Since many patients with Hodgkin lymphoma are older teens or young adults, the effects of chemotherapy last for decades. Thus, there is interest in finding less toxic ways to treat this disease, which accounts for about 8100 new cases
a year, according to the American Cancer Society.
“We therefore need to develop new therapeutic approaches to help prevent such problems,” Claus Scheidereit, head of the research group on Signal Transduction in Tumor Cells at the Max Delbruck Center (MDC), said in a statement
Scheidereit’s group worked with others at MDC and Charite University of Medicine in Berlin, led by Stephan Mathas, DMed, resulting in a paper in Blood
that identifies a potential target for new therapies. Their discovery starts with something the research community has known for a while: the protein complex NF-κB, which controls DNA transcription and cell survival, exists in the nuclei of Hodgkin cells and plays a critical role in this cancer.
But what sets NF-κB in motion?
Normally, the transcription factor NF-κB lives in a cell’s cytoplasm and only temporarily migrates to the nucleus to control gene expression; something happens in Hodgkin lymphoma to cause NF-κB to stay in the nucleus and cause lymphoma cells to grow unchecked, releasing signals that draw white blood cells into the lymph nodes.
The paper in Blood
focuses on a series of tests to determine which molecules produced by Hodgkin cells activated NF-κB. Through this process, “We identified one single factor that is secreted by Hodgkin’s cells and activates NF-κB; a signaling molecule called lymphotoxin-alpha, or LTA for short,” said Eva Kaergel, a research assistant and co-author of the study.

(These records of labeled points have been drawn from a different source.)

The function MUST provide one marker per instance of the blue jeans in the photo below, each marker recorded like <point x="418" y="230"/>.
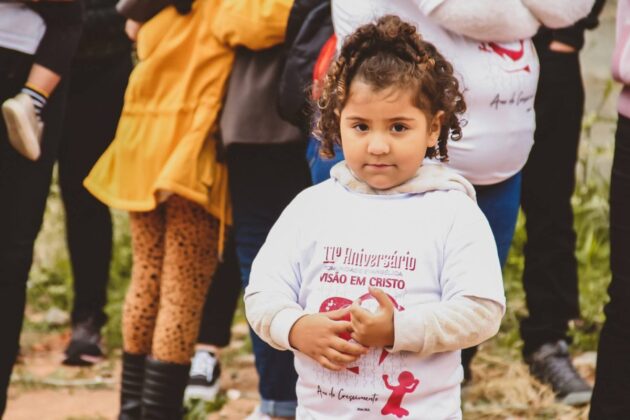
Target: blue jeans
<point x="263" y="180"/>
<point x="500" y="203"/>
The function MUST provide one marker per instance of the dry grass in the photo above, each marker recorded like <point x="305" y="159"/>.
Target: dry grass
<point x="503" y="389"/>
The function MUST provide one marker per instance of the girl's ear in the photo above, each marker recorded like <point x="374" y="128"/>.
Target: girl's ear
<point x="435" y="127"/>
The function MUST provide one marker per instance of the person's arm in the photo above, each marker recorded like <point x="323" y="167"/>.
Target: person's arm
<point x="472" y="299"/>
<point x="483" y="20"/>
<point x="446" y="326"/>
<point x="254" y="24"/>
<point x="559" y="13"/>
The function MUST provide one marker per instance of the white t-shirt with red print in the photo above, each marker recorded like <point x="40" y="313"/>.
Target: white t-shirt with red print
<point x="329" y="245"/>
<point x="498" y="80"/>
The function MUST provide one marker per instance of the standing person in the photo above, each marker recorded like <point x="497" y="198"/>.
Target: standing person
<point x="550" y="277"/>
<point x="612" y="378"/>
<point x="494" y="57"/>
<point x="97" y="80"/>
<point x="388" y="219"/>
<point x="163" y="168"/>
<point x="267" y="170"/>
<point x="215" y="328"/>
<point x="23" y="113"/>
<point x="24" y="184"/>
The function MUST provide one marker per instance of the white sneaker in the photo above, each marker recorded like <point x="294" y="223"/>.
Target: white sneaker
<point x="23" y="126"/>
<point x="205" y="372"/>
<point x="257" y="415"/>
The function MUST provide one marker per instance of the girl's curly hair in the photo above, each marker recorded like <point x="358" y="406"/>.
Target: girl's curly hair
<point x="390" y="53"/>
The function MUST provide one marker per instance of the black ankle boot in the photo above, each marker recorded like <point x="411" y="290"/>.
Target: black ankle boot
<point x="131" y="386"/>
<point x="163" y="390"/>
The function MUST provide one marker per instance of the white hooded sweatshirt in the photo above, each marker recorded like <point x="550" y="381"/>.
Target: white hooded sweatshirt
<point x="427" y="245"/>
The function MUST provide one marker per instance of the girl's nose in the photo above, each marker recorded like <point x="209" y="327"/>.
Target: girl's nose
<point x="378" y="145"/>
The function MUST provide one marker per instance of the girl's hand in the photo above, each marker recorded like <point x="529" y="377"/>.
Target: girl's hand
<point x="374" y="329"/>
<point x="561" y="47"/>
<point x="131" y="29"/>
<point x="317" y="336"/>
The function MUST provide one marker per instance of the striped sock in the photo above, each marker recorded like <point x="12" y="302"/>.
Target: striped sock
<point x="39" y="98"/>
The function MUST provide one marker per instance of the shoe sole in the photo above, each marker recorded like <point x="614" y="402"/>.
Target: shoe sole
<point x="199" y="392"/>
<point x="21" y="138"/>
<point x="577" y="398"/>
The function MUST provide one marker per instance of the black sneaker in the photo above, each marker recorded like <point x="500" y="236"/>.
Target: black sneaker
<point x="205" y="371"/>
<point x="85" y="345"/>
<point x="551" y="364"/>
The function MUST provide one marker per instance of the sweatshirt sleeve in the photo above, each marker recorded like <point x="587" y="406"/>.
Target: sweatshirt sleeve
<point x="483" y="20"/>
<point x="254" y="24"/>
<point x="446" y="326"/>
<point x="472" y="302"/>
<point x="574" y="35"/>
<point x="559" y="13"/>
<point x="271" y="298"/>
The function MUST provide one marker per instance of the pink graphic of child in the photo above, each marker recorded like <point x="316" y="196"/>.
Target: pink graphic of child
<point x="406" y="384"/>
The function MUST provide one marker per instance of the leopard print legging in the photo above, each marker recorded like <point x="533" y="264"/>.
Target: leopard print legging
<point x="174" y="258"/>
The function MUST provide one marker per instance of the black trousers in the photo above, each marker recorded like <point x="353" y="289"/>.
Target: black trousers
<point x="264" y="178"/>
<point x="550" y="274"/>
<point x="95" y="100"/>
<point x="221" y="300"/>
<point x="612" y="379"/>
<point x="23" y="191"/>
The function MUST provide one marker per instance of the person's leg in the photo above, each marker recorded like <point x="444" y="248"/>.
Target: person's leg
<point x="263" y="180"/>
<point x="24" y="187"/>
<point x="612" y="378"/>
<point x="190" y="259"/>
<point x="24" y="112"/>
<point x="550" y="274"/>
<point x="500" y="204"/>
<point x="140" y="307"/>
<point x="221" y="301"/>
<point x="141" y="300"/>
<point x="94" y="105"/>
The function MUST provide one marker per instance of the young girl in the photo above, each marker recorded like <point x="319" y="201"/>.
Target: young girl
<point x="397" y="269"/>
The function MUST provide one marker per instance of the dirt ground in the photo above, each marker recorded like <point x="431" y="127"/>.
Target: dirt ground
<point x="44" y="389"/>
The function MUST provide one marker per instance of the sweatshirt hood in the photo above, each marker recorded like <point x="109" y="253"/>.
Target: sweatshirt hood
<point x="429" y="177"/>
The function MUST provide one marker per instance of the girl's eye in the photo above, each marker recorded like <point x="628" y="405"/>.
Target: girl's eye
<point x="399" y="128"/>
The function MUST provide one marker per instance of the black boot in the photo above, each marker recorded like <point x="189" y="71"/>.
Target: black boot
<point x="131" y="386"/>
<point x="163" y="391"/>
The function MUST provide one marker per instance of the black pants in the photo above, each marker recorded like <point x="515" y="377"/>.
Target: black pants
<point x="64" y="24"/>
<point x="550" y="275"/>
<point x="263" y="181"/>
<point x="95" y="100"/>
<point x="24" y="188"/>
<point x="221" y="301"/>
<point x="23" y="191"/>
<point x="612" y="380"/>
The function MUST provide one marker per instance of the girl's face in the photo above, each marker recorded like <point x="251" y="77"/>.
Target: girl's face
<point x="384" y="136"/>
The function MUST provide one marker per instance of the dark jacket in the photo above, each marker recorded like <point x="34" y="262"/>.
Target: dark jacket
<point x="308" y="29"/>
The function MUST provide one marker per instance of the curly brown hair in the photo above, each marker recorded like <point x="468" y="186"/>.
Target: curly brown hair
<point x="385" y="54"/>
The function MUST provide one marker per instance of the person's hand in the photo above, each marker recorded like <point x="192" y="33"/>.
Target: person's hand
<point x="317" y="336"/>
<point x="373" y="329"/>
<point x="561" y="47"/>
<point x="131" y="29"/>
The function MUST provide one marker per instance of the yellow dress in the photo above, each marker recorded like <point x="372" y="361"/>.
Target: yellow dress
<point x="164" y="141"/>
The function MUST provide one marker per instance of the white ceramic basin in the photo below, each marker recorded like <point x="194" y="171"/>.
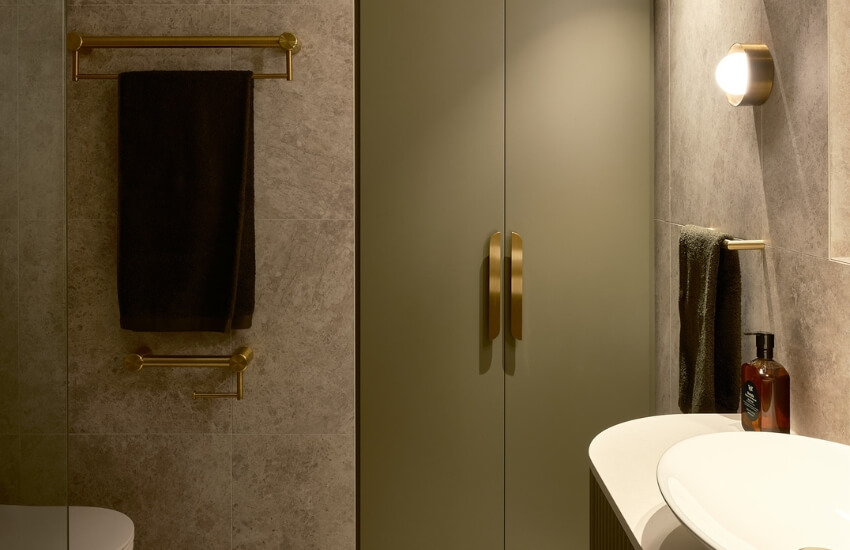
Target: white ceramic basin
<point x="760" y="491"/>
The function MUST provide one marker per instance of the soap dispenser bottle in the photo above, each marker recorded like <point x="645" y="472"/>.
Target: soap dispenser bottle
<point x="765" y="390"/>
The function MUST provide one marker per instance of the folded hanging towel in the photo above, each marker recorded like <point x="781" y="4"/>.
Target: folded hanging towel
<point x="710" y="315"/>
<point x="186" y="200"/>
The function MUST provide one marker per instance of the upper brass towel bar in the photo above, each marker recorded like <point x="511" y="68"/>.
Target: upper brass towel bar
<point x="77" y="43"/>
<point x="737" y="244"/>
<point x="237" y="363"/>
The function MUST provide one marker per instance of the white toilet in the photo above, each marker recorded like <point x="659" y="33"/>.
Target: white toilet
<point x="44" y="528"/>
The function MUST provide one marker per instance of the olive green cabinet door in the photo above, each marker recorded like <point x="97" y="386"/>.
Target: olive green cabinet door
<point x="431" y="194"/>
<point x="579" y="193"/>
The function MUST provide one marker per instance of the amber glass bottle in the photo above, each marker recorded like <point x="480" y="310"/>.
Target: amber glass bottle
<point x="765" y="390"/>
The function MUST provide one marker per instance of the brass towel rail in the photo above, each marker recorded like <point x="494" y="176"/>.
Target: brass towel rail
<point x="78" y="43"/>
<point x="740" y="244"/>
<point x="237" y="362"/>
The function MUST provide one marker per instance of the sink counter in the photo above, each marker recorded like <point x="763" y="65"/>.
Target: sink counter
<point x="623" y="459"/>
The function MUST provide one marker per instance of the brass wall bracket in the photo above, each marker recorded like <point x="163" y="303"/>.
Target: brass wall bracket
<point x="237" y="362"/>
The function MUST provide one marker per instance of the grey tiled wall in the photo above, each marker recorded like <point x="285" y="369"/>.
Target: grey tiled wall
<point x="759" y="172"/>
<point x="32" y="254"/>
<point x="277" y="469"/>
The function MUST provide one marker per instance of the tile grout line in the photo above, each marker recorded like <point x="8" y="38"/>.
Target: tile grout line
<point x="671" y="370"/>
<point x="20" y="448"/>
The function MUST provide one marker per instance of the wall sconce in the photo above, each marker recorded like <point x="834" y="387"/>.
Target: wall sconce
<point x="746" y="74"/>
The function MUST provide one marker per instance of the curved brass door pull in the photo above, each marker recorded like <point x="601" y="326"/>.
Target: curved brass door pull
<point x="494" y="285"/>
<point x="516" y="286"/>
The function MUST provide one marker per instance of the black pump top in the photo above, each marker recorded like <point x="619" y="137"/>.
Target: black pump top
<point x="764" y="345"/>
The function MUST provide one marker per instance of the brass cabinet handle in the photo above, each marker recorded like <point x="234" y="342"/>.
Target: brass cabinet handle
<point x="494" y="285"/>
<point x="516" y="286"/>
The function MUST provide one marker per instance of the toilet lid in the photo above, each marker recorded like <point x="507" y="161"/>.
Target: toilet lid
<point x="43" y="527"/>
<point x="99" y="529"/>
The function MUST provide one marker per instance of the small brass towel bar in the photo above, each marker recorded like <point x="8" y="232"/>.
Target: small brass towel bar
<point x="237" y="363"/>
<point x="78" y="43"/>
<point x="738" y="244"/>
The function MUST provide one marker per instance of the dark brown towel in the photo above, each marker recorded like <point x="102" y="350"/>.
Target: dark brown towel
<point x="186" y="200"/>
<point x="710" y="314"/>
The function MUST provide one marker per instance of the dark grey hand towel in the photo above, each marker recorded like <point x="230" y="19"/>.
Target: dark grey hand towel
<point x="710" y="315"/>
<point x="186" y="200"/>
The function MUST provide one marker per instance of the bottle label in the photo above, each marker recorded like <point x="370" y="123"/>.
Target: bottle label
<point x="750" y="402"/>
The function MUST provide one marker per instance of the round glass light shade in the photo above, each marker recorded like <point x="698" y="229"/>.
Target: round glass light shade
<point x="746" y="74"/>
<point x="733" y="73"/>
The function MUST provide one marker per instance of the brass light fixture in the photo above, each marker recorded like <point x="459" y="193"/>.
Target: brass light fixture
<point x="746" y="74"/>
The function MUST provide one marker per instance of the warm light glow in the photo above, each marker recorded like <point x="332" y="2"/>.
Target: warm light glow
<point x="733" y="73"/>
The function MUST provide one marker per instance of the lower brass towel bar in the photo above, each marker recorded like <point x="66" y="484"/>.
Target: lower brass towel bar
<point x="237" y="363"/>
<point x="78" y="43"/>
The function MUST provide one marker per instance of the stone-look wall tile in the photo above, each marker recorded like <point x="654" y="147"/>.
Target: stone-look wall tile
<point x="92" y="129"/>
<point x="662" y="110"/>
<point x="663" y="316"/>
<point x="175" y="488"/>
<point x="10" y="468"/>
<point x="133" y="3"/>
<point x="303" y="330"/>
<point x="794" y="136"/>
<point x="42" y="330"/>
<point x="103" y="396"/>
<point x="839" y="127"/>
<point x="304" y="129"/>
<point x="92" y="106"/>
<point x="43" y="470"/>
<point x="293" y="491"/>
<point x="675" y="324"/>
<point x="41" y="162"/>
<point x="716" y="178"/>
<point x="8" y="112"/>
<point x="813" y="323"/>
<point x="10" y="410"/>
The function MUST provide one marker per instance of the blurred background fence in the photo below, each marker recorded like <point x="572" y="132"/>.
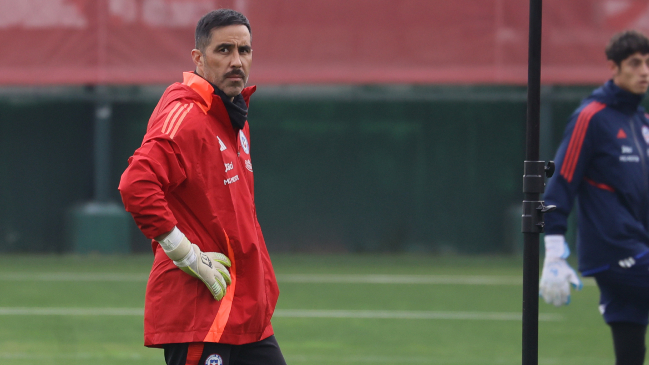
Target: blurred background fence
<point x="377" y="126"/>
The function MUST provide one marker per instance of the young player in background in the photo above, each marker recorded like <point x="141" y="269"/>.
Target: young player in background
<point x="603" y="161"/>
<point x="190" y="188"/>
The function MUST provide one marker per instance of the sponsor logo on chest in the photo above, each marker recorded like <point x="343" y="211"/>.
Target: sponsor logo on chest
<point x="645" y="133"/>
<point x="244" y="142"/>
<point x="214" y="359"/>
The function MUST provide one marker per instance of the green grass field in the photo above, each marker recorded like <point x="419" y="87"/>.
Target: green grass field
<point x="333" y="309"/>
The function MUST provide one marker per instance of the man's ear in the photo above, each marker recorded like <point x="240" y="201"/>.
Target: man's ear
<point x="197" y="57"/>
<point x="613" y="67"/>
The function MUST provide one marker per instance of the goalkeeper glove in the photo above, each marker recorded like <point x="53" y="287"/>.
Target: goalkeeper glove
<point x="557" y="275"/>
<point x="209" y="267"/>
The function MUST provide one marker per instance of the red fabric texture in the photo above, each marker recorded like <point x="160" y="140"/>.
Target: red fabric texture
<point x="192" y="171"/>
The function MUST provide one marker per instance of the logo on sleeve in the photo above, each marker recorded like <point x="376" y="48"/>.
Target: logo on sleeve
<point x="244" y="142"/>
<point x="214" y="359"/>
<point x="223" y="148"/>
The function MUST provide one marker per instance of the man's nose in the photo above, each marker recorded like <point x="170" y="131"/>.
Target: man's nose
<point x="236" y="60"/>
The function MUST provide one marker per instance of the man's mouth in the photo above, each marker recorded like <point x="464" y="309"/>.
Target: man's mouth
<point x="234" y="75"/>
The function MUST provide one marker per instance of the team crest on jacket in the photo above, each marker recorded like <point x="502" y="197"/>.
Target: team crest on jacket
<point x="214" y="359"/>
<point x="244" y="142"/>
<point x="645" y="133"/>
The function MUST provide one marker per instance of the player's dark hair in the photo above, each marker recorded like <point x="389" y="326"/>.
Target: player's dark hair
<point x="625" y="44"/>
<point x="217" y="19"/>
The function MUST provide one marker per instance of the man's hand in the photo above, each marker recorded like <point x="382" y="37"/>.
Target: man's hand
<point x="557" y="275"/>
<point x="209" y="267"/>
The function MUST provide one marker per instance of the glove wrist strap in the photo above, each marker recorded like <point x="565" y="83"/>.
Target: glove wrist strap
<point x="172" y="240"/>
<point x="189" y="259"/>
<point x="556" y="247"/>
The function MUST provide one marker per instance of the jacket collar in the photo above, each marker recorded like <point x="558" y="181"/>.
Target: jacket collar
<point x="201" y="87"/>
<point x="206" y="91"/>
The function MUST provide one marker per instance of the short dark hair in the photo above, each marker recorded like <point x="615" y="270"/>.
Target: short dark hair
<point x="625" y="44"/>
<point x="217" y="19"/>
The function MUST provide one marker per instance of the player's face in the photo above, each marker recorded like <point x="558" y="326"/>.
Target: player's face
<point x="227" y="59"/>
<point x="633" y="73"/>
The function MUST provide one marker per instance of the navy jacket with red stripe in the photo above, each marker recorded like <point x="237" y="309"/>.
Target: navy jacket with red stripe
<point x="603" y="161"/>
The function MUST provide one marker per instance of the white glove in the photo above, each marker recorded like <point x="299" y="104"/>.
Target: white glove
<point x="557" y="275"/>
<point x="209" y="267"/>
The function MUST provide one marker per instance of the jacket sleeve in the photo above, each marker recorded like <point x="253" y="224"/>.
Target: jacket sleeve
<point x="572" y="159"/>
<point x="154" y="170"/>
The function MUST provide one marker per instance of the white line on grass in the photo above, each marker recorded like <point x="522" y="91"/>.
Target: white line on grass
<point x="379" y="314"/>
<point x="292" y="313"/>
<point x="294" y="278"/>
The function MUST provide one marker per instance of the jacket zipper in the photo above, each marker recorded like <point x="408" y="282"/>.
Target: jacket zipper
<point x="641" y="153"/>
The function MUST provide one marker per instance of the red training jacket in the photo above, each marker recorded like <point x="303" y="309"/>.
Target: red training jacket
<point x="194" y="172"/>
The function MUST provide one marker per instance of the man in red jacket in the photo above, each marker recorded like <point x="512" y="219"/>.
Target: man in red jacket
<point x="190" y="188"/>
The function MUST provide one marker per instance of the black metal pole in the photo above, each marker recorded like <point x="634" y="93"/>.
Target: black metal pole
<point x="533" y="186"/>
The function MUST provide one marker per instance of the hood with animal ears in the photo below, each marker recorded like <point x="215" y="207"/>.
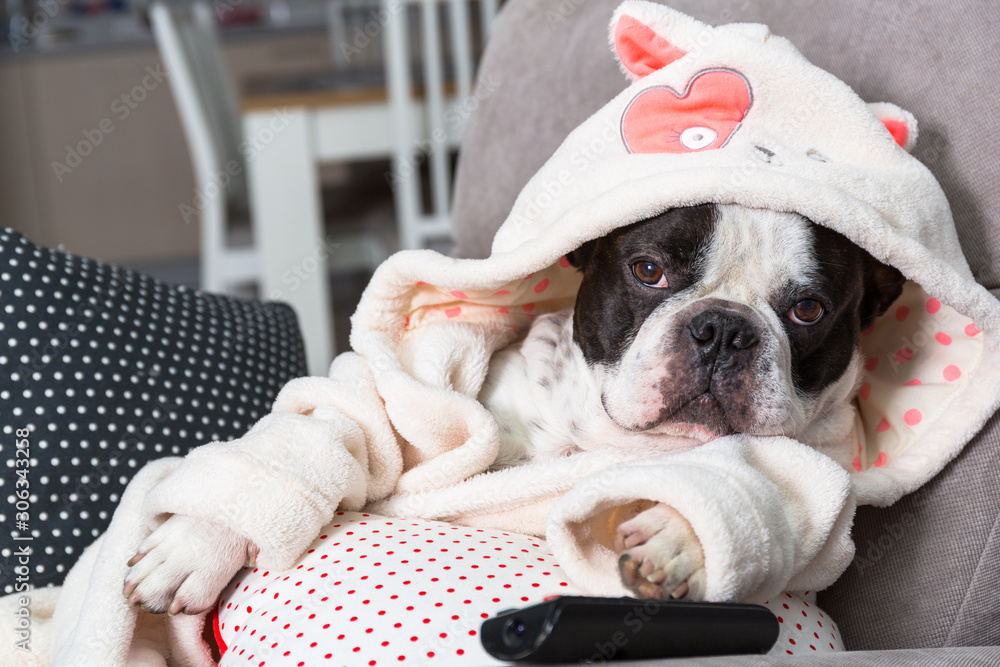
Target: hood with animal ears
<point x="730" y="115"/>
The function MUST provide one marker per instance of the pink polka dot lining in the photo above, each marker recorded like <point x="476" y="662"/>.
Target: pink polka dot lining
<point x="391" y="591"/>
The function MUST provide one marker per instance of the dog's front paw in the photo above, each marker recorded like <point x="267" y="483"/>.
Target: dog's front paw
<point x="660" y="557"/>
<point x="184" y="565"/>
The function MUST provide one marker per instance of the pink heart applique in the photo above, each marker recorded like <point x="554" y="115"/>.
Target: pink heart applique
<point x="704" y="117"/>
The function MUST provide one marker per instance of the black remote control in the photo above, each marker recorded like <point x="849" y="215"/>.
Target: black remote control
<point x="572" y="629"/>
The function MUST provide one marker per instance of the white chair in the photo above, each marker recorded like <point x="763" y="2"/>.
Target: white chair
<point x="427" y="121"/>
<point x="207" y="104"/>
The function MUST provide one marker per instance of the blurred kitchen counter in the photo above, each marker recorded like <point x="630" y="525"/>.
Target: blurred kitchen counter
<point x="94" y="156"/>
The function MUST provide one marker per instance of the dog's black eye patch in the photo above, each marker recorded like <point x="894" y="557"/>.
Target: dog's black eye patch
<point x="856" y="287"/>
<point x="612" y="303"/>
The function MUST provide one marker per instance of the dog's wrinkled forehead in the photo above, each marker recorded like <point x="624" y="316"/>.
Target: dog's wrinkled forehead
<point x="751" y="256"/>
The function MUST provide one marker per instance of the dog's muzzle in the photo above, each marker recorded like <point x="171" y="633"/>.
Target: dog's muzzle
<point x="722" y="336"/>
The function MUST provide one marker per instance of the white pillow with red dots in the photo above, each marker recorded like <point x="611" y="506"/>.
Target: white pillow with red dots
<point x="375" y="590"/>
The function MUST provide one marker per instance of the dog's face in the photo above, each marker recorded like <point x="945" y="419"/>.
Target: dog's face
<point x="711" y="320"/>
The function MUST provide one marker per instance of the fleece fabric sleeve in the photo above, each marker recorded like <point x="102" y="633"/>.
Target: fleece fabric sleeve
<point x="327" y="444"/>
<point x="771" y="515"/>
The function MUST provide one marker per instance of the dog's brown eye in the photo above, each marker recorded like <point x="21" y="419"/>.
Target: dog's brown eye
<point x="806" y="312"/>
<point x="649" y="274"/>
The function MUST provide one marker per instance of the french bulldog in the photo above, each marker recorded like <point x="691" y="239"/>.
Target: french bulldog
<point x="697" y="323"/>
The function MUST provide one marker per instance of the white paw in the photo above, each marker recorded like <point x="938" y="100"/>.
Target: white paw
<point x="660" y="557"/>
<point x="184" y="566"/>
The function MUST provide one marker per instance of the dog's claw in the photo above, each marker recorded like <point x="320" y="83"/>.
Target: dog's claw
<point x="184" y="565"/>
<point x="661" y="557"/>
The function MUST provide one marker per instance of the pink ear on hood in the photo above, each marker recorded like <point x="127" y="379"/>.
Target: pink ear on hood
<point x="900" y="123"/>
<point x="640" y="50"/>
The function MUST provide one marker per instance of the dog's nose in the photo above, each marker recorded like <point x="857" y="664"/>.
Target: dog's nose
<point x="719" y="334"/>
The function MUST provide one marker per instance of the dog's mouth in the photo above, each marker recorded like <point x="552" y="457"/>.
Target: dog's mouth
<point x="701" y="417"/>
<point x="703" y="410"/>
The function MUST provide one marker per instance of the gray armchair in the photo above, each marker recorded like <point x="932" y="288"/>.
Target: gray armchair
<point x="926" y="579"/>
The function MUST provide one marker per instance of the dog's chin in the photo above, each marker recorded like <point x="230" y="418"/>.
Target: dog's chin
<point x="702" y="419"/>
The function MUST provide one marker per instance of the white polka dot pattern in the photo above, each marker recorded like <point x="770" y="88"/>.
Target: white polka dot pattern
<point x="374" y="590"/>
<point x="109" y="369"/>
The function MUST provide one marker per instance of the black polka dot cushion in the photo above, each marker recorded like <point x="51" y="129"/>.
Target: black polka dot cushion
<point x="105" y="369"/>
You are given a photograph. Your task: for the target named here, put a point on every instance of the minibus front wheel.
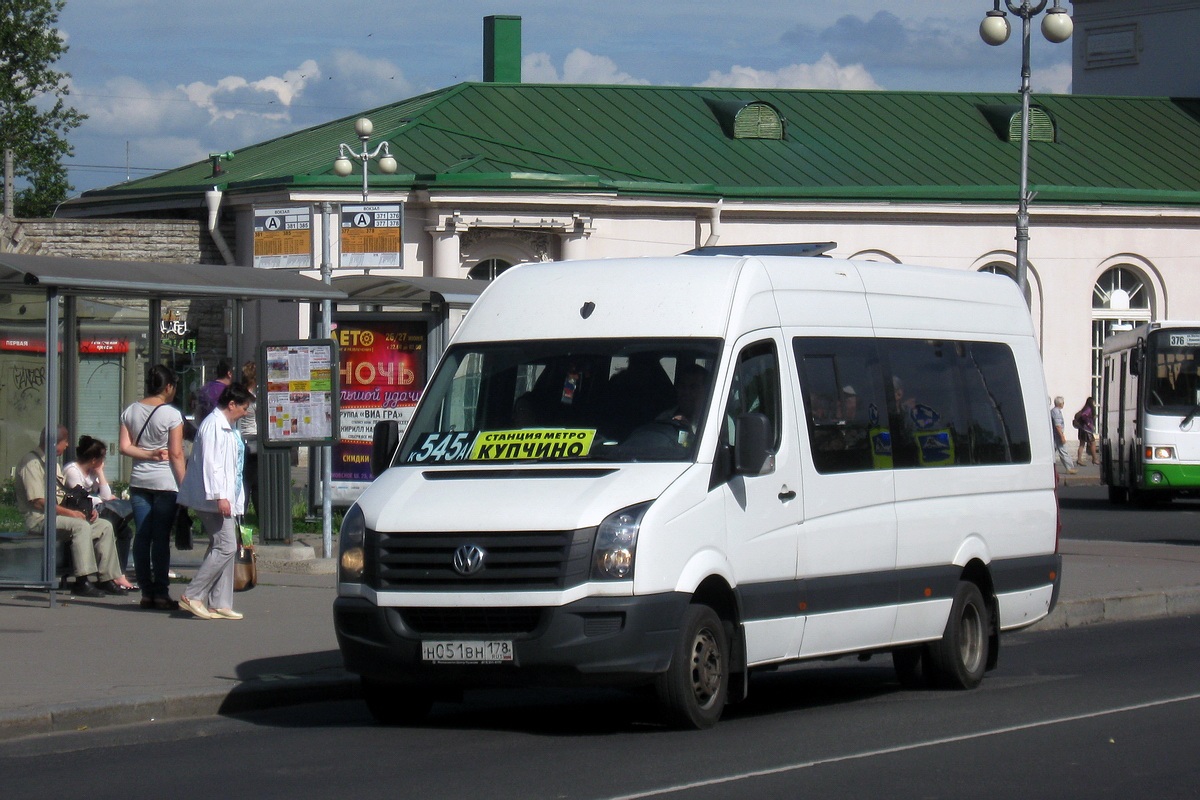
(960, 656)
(695, 686)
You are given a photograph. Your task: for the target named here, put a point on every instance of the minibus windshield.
(564, 400)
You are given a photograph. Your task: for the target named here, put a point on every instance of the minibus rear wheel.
(694, 689)
(960, 656)
(394, 704)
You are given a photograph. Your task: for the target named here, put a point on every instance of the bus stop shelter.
(47, 306)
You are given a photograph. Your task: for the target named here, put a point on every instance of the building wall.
(1144, 48)
(136, 240)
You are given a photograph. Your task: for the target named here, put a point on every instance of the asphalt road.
(1101, 711)
(1087, 513)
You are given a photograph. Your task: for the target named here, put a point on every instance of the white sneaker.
(196, 607)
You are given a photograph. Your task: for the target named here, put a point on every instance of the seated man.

Tissue sample analyses confirmed that lymph nodes from Hodgkin patients produce high levels of LTA, and other tests shows that inhibiting LTA blocked NF-κB activity in the Hodgkin cells.
The Scheidereit team not only showed the importance of LTA in triggering NF-κB, they also showed how it set off the signals that elevated white blood cells in the lymphatic system and set the stage for cancer to spread. Separately, the experiments suggest that LTA can be turned on and turned off, which offers promise for alternatives to chemotherapy.
“Our work suggests that LTA could be a good target for diversifying the existing treatment strategies for Hodgkin’s lymphoma,” Scheidereit said.
von Hoff L, Kargel E, Franke V, et al. Autocrine LTA signaling drives NF-κB and JAK-STAT activity and myeloid gene expression in Hodgkin lymphoma. Blood. 2019;133:1489-1494. doi: 10.1182/blood-2018-08-871293.